- CrashPlan for Home
This article is intended for CrashPlan for Home users. For Code42 CrashPlan and CrashPlan PRO documentation, read this page on our enterprise support site.
CryptoLocker and CryptoWall are a form of malware that encrypts files on your computer and demands that you pay a ransom to decrypt these files. Instead of paying the criminals behind this attack, you can use CrashPlan to restore your files from a date and time prior to the infection. This article describes how to use CrashPlan to recover your files from a CryptoLocker or CryptoWall attack.
- Known to affect Windows computers
- Attacks files on any storage connected to an infected computer, including flash drives, external drives, or mapped network drives
- Targets specific file types
How CrashPlan can help you recover from CryptoLocker or Cryptowall
Code42 has always believed that comprehensive version retention of files is essential to a good backup. That's why CrashPlan's default frequency and version settings let you restore files from a date and time in the past. If your computer becomes infected by CryptoLocker or CryptoWall, this enables you to restore your files from a date and time prior to the infection. To check how frequently versions of your files are backed up:
- Open the CrashPlan app
- Go to Settings > Backup
- Click Configure for frequency and versions
Your version settings must allow backups frequently enough to give you a range of dates from which to choose should your computer become infected. If your frequency and version settings are too restrictive, it's possible that even your oldest version could be encrypted by CryptoLocker or CryptoWall. At a minimum, we recommend the default settings shown below.
Before you begin
The recommended solution below instructs you to restore files from a date before your computer was infected. If you do not know the precise date of infection, you can do a test restore on several infected files to determine the date of infection.
To restore an earlier version of the file:
- Open the CrashPlan app and go to Restore
- If there are multiple computers on your account, select the infected computer
- If you are backing up to multiple destinations, choose the destination from which you want to restore in the backup destination list
- Click most recent to open the options for restoring from a previous date and time
- Select a date and time that you believe is close to the time of infection
- Select an infected file from the list of files
- Click Restore
- Open the file
If you are able to open the file, then you know that your computer was not yet infected on the date and time you selected. If the restored file is encrypted, repeat the steps above and select an earlier date and time.
CryptoLocker and CryptoWall informs you of infection only after they have finished encrypting your files. This encryption process can take several hours or days, depending on your computer and your files. You may want to test several files to further isolate the date and time of infection.

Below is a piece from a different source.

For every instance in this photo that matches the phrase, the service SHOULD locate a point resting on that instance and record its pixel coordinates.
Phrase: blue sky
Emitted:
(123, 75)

If your computer is infected by CryptoLocker or CryptoWall, follow the steps below to recover your files.
Step 1: Remove the CryptoLocker or Cryptowall infection
If you have not already done so, the first step is to remove the infection from the affected computer. Many sites offer tutorials on removing CryptoLocker or CryptoWall. See External Resources for more information.
Note: Code42 Customer Champions cannot help you remove CryptoLocker or CryptoWall from your computer. Consult a computer specialist if you have additional questions about removing the infection.
Some variants of CryptoLocker and CryptoWall may rename your files. Check for any renamed files and remove them before continuing.
Step 2: Restore files from a time prior to infection
- Select a date and time that you have verified occurred prior to infection
- Select original location
- Select the option to overwrite any existing files
If you replaced or reformatted the infected computer, follow our Restoring Your System guide.
You must restore your files from a date and time prior to infection.